Un bruit sec et hargneux

Qu’est-ce qui vient après les années 1980?

Je n’ai jamais trop, trop fait confiance au concept de génération. En bonne partie à cause des notions de généralité et d’uniformité, si ce n’est de destin, qu’elle suppose, quand elle ne les impose pas. Ça ne m’a pas empêché de naître à peu près au milieu des Trente Glorieuses, ce qui n’a pas été sans incidences sur ma façon de concevoir le monde, mais aussi, et surtout, de l’éprouver.
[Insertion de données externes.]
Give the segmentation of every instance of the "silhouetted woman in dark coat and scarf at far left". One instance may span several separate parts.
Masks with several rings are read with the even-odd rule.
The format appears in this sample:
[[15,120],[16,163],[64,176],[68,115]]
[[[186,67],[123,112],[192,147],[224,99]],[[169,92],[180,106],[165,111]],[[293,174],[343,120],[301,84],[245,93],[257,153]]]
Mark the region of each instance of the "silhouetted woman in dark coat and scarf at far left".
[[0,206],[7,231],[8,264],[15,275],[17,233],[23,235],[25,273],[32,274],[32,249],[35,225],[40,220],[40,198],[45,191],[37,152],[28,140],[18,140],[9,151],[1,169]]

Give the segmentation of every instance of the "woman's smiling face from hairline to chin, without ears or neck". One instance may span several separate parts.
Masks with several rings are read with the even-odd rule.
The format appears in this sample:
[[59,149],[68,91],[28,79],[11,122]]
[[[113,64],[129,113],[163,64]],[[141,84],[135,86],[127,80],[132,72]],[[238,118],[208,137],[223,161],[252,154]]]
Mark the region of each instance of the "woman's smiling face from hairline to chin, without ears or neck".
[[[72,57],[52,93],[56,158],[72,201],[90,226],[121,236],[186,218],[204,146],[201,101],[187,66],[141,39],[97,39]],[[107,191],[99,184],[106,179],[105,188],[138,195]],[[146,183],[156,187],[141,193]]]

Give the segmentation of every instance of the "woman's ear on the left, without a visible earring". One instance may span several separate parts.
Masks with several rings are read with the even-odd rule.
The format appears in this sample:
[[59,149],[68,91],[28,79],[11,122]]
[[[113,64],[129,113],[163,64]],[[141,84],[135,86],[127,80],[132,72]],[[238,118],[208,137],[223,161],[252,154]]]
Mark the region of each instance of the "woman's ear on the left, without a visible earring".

Et comme le temps, c’est la science qui le dit, n’est pas capable d’exister sans l’espace, ça s’est passé dans une banlieue de Montréal – sur la Rive-Nord si vous voulez le savoir –, ce qui a aussi amené son lot de conséquences.

Peu importe le quai, l’heure aussi, on prend toujours, comme on le sait, le train en marche. Je me suis comme ça retrouvé dans un monde où la grande balise politique, émotionnelle aussi, était la Seconde Guerre mondiale. Tous les adultes autour de moi l’avaient connue de près ou de loin. L’autre grand repère – il y en a trois –, c’était l’URSS, enfin les communistes, je me souviens encore à quel point ils étaient méchants. La dernière des balises, c’était l’avenir. Il était radieux. On n’y pouvait rien, c’était comme ça.

Grandir dans ce cadre-là m’aura surtout donné la chance – selon les jours et les humeurs, c’est une malchance – d’être éduqué pour un monde qui cesserait d’exister dès le début de ma vingtaine. Ça m’a marqué. En plus des temps présents où je baigne comme tout le monde, j’aurai donc eu le plaisir de macérer dans un autre régime, si ce n’est même deux. À la radio, quand une chanson se termine et qu’une autre commence, pour un bref moment, on entend les deux airs en même temps. Mon enfance s’est déroulée à ce moment-là.